Artificial Neural Network Approach for Modeling Cobalt Extraction from Biological and Water Samples by Magnetic Nanoparticles

In this study, an artificial neural network (ANN) model was used to predict the extraction efficiency of cobalt from biological and water samples by magnetic nanoparticles based on batch solid-phase extraction and inductively coupled plasma-optical emission spectrometry (ICP-OES). The effect of operational parameters, including solution pH, amounts of the complexing agent (1-(2-pyridylazo)-2-naphthol) and nanoparticles, and extraction time was studied. The parameters were optimized for the maximum extraction of cobalt ions. The optimum conditions were as follows: initial pH 11.0, contents of complexing agent and nanoparticles 0.75 mg/l and 125 mg, respectively, and extraction time 12.5 min.
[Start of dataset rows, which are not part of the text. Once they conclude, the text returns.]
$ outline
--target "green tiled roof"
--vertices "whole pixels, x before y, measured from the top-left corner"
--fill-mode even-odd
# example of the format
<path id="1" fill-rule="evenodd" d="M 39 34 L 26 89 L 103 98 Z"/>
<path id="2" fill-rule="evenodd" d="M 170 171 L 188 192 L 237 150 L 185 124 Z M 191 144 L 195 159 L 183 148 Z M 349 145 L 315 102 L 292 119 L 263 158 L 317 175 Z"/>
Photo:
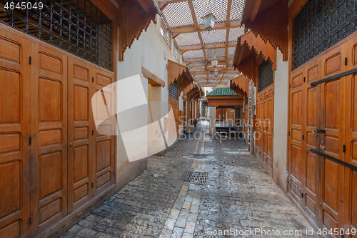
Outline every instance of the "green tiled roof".
<path id="1" fill-rule="evenodd" d="M 216 88 L 207 96 L 238 96 L 231 88 Z"/>

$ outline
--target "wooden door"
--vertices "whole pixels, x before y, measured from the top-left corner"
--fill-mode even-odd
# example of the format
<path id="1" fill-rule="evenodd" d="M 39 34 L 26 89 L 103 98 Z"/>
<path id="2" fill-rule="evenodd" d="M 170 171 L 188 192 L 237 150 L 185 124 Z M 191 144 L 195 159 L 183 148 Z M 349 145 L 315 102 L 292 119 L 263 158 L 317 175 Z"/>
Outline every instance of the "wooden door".
<path id="1" fill-rule="evenodd" d="M 345 45 L 328 51 L 321 58 L 321 74 L 326 78 L 346 71 Z M 340 160 L 344 160 L 346 77 L 337 78 L 320 84 L 320 152 Z M 320 159 L 320 214 L 322 228 L 343 227 L 343 202 L 344 167 L 328 158 Z M 333 234 L 328 237 L 335 237 Z"/>
<path id="2" fill-rule="evenodd" d="M 357 68 L 357 36 L 347 42 L 347 70 Z M 346 162 L 357 166 L 357 74 L 346 79 Z M 345 167 L 344 229 L 357 230 L 357 171 Z M 346 236 L 356 237 L 357 235 Z"/>
<path id="3" fill-rule="evenodd" d="M 306 148 L 319 150 L 319 137 L 314 136 L 313 131 L 320 127 L 321 119 L 321 86 L 320 84 L 310 86 L 311 82 L 321 79 L 321 65 L 320 59 L 314 59 L 304 69 L 303 77 L 301 78 L 302 88 L 305 106 L 303 107 L 303 135 L 301 138 L 303 152 L 301 154 L 302 172 L 302 197 L 301 207 L 313 222 L 318 223 L 319 209 L 318 199 L 318 171 L 319 158 L 314 153 L 307 154 Z"/>
<path id="4" fill-rule="evenodd" d="M 302 161 L 303 144 L 303 68 L 291 74 L 290 84 L 290 143 L 289 143 L 289 180 L 288 193 L 301 206 L 303 205 L 302 188 L 303 187 L 303 162 Z"/>
<path id="5" fill-rule="evenodd" d="M 261 160 L 261 153 L 262 153 L 262 145 L 263 145 L 263 120 L 262 120 L 262 102 L 263 97 L 261 94 L 258 94 L 256 96 L 256 122 L 254 124 L 256 127 L 256 157 L 262 162 Z M 246 115 L 248 114 L 248 111 L 246 112 Z"/>
<path id="6" fill-rule="evenodd" d="M 102 113 L 101 110 L 96 110 L 94 108 L 94 113 L 99 113 L 98 115 L 99 119 L 104 119 L 98 129 L 100 132 L 105 132 L 105 133 L 100 134 L 96 129 L 93 129 L 90 133 L 94 137 L 95 144 L 95 153 L 91 154 L 93 158 L 91 160 L 94 164 L 92 164 L 91 173 L 94 174 L 93 177 L 93 187 L 94 195 L 96 196 L 106 189 L 109 188 L 111 185 L 114 184 L 114 136 L 116 129 L 114 122 L 115 116 L 111 116 L 113 114 L 113 110 L 116 105 L 114 99 L 113 91 L 109 84 L 114 82 L 113 74 L 105 70 L 94 68 L 93 81 L 95 85 L 94 89 L 96 92 L 101 91 L 104 104 L 107 106 L 105 110 L 106 113 Z M 112 91 L 113 90 L 113 91 Z M 106 115 L 106 116 L 105 116 Z M 104 117 L 101 118 L 101 116 Z"/>
<path id="7" fill-rule="evenodd" d="M 94 93 L 93 67 L 69 59 L 68 206 L 71 212 L 93 197 L 96 153 L 91 96 Z"/>
<path id="8" fill-rule="evenodd" d="M 31 232 L 67 214 L 67 57 L 31 44 Z"/>
<path id="9" fill-rule="evenodd" d="M 256 97 L 256 156 L 269 174 L 273 165 L 273 84 Z"/>
<path id="10" fill-rule="evenodd" d="M 29 235 L 29 44 L 0 29 L 0 237 Z"/>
After backpropagation (BP) training, the ANN model was able to predict the extraction efficiency of cobalt ions with a tangent sigmoid transfer function (tansig) at a hidden layer with 15 neurons and a linear transfer function (purelin) at an output layer. The Levenberg-Marquardt algorithm (LMA) was found as the best of 11 BP algorithms with a minimum mean squared error (MSE) of 0.009895. The linear regression between the corresponding targets and the network outputs was shown to be satisfactory with a correlation coefficient (R-2) of 0.978. Under optimum conditions, the detection limit (LOD) of this method was 7.0 ng/l, and the relative standard deviation (RSD%) was 2.1% (n = 10, c = 10 mu g/l). The method of magnetic nanoparticles based on batch solidphase extraction was applied to the separation, pre-concentration, and determination of cobalt both in biological and water samples and in a certified reference material.